Following both their example and their reasons for doing so, the GAFCON Jerusalem Declaration (2008) authorized the formation of a Primates Council “to authenticate and recognize confessing Anglican jurisdictions, clergy and congregations,” and went on to declare

 

“We recognize the desirability of territorial jurisdiction for provinces and dioceses of the Anglican Communion, except in those areas where churches and leaders are denying the orthodox faith or are preventing its spread…”[2]

 

When bishops of the Church cannot or will not make clear judgments about false teaching and false teachers nor take firm and decisive measures to retake their churches from the heterodox innovators who dominate them, then they are paralyzed. This is the situation in the Anglican Communion status quo (the “Instruments of Communion”) today.  In fact, this deficit of authority is the wound that flows from bishops, among others, who cannot or will not make clear judgments about false teaching. In consequence, as William Tighe concludes in his essay Abusing the Fathers: The Windsor Report’s Misleading Appeal to Nicaea, such bishops and other Communion authorities “render their own situation hopeless, being able neither to fight nor to flee.”[3]  Worse than that, by their own inability to make clear judgments and take immediate action against false teaching, they lead those who follow them into spiritual darkness and peril.

 

 

On June 8, the bishops of the Scottish Episcopal Church willfully chose to ignore the warnings of others in the Anglican Communion, rejected the Biblical definition of marriage that the Anglican Communion holds (See Lambeth Resolution I.10 (1998)), and changed the definition of marriage in their canons to permit same sex blessings. In so doing they are engaged in false teaching that leads people away from the transforming love of Jesus Christ rather than towards Him. For this reason alone, biblically faithful Primates, Archbishops and Bishops have found it necessary to consecrate a Missionary Bishop to care for Biblically faithful Anglicans in Scotland and Europe.  In the ACNA, we are privileged to stand with them so that an Anglican Church in Scotland and Europe can continue to bear witness to the transforming love of Jesus Christ in every way.

 

We thank God for the courageous actions of those Primates and Provinces who offered orthodox oversight to churches under false leadership, especially in North and South America. Their intervention was based on an explicit rejection of the authority of those churches and leaders who have denied the orthodox faith in word or deed,[4] leading people away from Christ rather than toward him. They rescued us in a time of great peril, and we are privileged to stand with them in rescuing Biblically faithful Anglicans in Scotland and Europe who also want to carry on the mission of sharing the transforming love of Jesus Christ in every way.

 

We agree with the 1,148 lay and clergy participants at GAFCON 2008, including 291 bishops, representing millions of faithful Anglican Christians who concluded, “We believe that such actions will continue to be necessary and we support them [The GAFCON Primates Council] in offering help around the world…”[5]

 

The Rev. Canon Phil Ashey is President & CEO of the American Anglican Council.

 

[1] The Principles of Canon Law Common to the Churches of the Anglican Communion (London: Anglican Communion Office, 2008), Principles 37.1-4, 53.6, 56.7-8 and 60.

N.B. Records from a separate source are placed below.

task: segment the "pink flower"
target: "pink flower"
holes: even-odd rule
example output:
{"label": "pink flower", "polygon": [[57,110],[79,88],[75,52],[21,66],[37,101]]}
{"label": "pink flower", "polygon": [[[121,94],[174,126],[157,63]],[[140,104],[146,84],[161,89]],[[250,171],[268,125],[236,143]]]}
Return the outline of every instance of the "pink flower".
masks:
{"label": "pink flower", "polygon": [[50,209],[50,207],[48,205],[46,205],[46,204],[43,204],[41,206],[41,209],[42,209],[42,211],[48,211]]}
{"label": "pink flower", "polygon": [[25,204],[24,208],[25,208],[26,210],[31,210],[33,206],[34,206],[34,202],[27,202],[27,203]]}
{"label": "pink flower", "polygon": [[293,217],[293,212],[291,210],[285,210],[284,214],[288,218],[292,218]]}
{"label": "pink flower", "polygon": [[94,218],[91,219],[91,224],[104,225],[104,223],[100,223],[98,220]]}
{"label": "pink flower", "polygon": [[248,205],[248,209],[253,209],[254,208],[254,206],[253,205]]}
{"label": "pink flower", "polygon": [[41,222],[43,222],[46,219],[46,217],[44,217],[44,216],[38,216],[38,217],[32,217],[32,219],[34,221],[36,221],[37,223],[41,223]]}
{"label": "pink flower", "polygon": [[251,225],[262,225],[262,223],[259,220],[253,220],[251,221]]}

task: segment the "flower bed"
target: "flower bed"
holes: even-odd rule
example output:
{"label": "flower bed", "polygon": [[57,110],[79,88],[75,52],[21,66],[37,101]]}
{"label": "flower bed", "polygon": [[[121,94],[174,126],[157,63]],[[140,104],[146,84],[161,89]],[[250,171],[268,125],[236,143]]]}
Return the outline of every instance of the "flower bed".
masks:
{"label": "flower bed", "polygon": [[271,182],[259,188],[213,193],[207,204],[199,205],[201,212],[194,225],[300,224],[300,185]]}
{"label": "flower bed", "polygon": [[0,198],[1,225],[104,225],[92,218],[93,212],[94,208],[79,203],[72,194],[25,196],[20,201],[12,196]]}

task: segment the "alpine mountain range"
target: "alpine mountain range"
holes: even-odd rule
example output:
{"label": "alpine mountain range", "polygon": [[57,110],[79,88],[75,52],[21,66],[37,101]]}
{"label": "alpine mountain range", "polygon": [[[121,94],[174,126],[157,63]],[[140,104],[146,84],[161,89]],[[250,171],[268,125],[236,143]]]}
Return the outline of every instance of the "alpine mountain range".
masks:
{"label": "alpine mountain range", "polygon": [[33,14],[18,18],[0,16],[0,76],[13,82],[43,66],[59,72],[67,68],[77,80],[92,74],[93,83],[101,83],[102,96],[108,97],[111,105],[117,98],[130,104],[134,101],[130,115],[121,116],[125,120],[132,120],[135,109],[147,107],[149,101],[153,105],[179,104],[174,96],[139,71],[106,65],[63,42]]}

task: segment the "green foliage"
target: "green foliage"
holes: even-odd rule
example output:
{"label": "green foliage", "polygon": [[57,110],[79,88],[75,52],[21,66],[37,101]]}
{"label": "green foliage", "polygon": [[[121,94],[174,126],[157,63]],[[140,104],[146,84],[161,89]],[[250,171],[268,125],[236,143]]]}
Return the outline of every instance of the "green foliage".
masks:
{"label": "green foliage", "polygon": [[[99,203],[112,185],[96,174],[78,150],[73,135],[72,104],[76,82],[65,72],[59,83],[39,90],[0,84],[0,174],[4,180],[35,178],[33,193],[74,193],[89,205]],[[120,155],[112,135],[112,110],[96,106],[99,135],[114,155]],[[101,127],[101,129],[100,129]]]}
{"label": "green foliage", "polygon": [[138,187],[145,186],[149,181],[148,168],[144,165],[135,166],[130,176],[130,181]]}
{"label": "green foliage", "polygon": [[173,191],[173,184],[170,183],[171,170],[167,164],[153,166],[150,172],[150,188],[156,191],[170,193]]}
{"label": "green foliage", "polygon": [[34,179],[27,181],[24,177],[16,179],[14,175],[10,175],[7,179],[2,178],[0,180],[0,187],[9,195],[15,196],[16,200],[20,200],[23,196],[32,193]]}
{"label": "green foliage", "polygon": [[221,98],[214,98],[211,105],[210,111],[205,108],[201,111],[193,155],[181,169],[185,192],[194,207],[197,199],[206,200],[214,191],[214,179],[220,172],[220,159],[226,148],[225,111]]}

[2]GAFCON Jerusalem 2008: Statement of the Global Anglican Future Conference and the Jerusalem Declaration (Frisco TX: Ekklesia, 2017)

[3] Tighe, W. Abusing the Fathers: The Windsor Report’s Misleading Appeal to Nicaea, Touchstone Magazine April 2005, < http://www.touchstonemag.com/archives/article.php?id=18-03-036-f > Accessed 23 June 2017

[4] GAFCON Jerusalem 2008: The Jerusalem Declaration at para. 13.